An oracle manipulation exploit has emptied all funds from Fortress Protocol, an algorithmic money market and defi lending protocol. Since then, the stolen coin has been moved from Binance Smart Chain to Ethereum and mixed.
CertiK, a blockchain security company, informed CryptoPotato of the attack on Monday. The hacker started by purchasing many FTS — the governance token that manages the FTS protocol – using ETH.
A quorum of 400,000 FTS is required to vote on the governance contract for Fortress Loans. At the time of the breach, it was only worth $18,000 and represented fewer tokens than the attacker had. To put it another way, he now had the power to pass whatever protocol modification request he wanted.
As a result, he approved Proposal ID 11, which increased the collateral component for FTS tokens in loan contracts from 0 to 700,000,000,000,000,000. He also modified the loan contract’s price oracle, causing the token’s price to update even if voting power was 0.
“With these updates, the value of the attacker’s collateral (FTS) was raised significantly, so the attacker was able to borrow large amounts of other tokens from the loan contracts,” revealed CertiK on Twitter.
The hacker utilized his remaining FTS to borrow many tokens and turn them into over 1000 ETH and 400,000 DAI, to total over $3 million at the time of the assault.

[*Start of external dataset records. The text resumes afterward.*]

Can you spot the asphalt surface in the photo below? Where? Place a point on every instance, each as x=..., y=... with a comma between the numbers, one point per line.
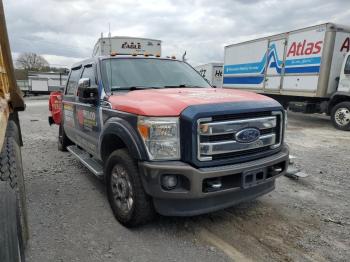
x=302, y=220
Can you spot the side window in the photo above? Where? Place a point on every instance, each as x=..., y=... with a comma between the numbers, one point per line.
x=73, y=81
x=89, y=72
x=347, y=66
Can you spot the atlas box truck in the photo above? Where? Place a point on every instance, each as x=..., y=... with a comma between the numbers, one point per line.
x=212, y=72
x=124, y=45
x=307, y=70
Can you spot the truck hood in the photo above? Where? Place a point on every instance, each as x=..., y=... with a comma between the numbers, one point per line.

He quickly moved the stolen amount to Tornado Cash using a self-destruct mechanism built into his fraudulent smart contract.
The events have left the fortress protocol team very distraught. They’ve asked the community not to put any assets in Fortress and to help recoup the monies with any available partners.
Tornado Cash handled both the ETH necessary to acquire thze hacker’s first FTS and the ETH representing the hacker’s stolen items. The mixing mechanism on Ethereum destroys the connection between a sender’s and receiver’s addresses, allowing the hacker to remain anonymous from start to finish.
Several crypto criminals have used the same technique in the last several months. 15 percent of the funds entered into the mixer is from the individual or team responsible for the $600 million Ronin hack in March.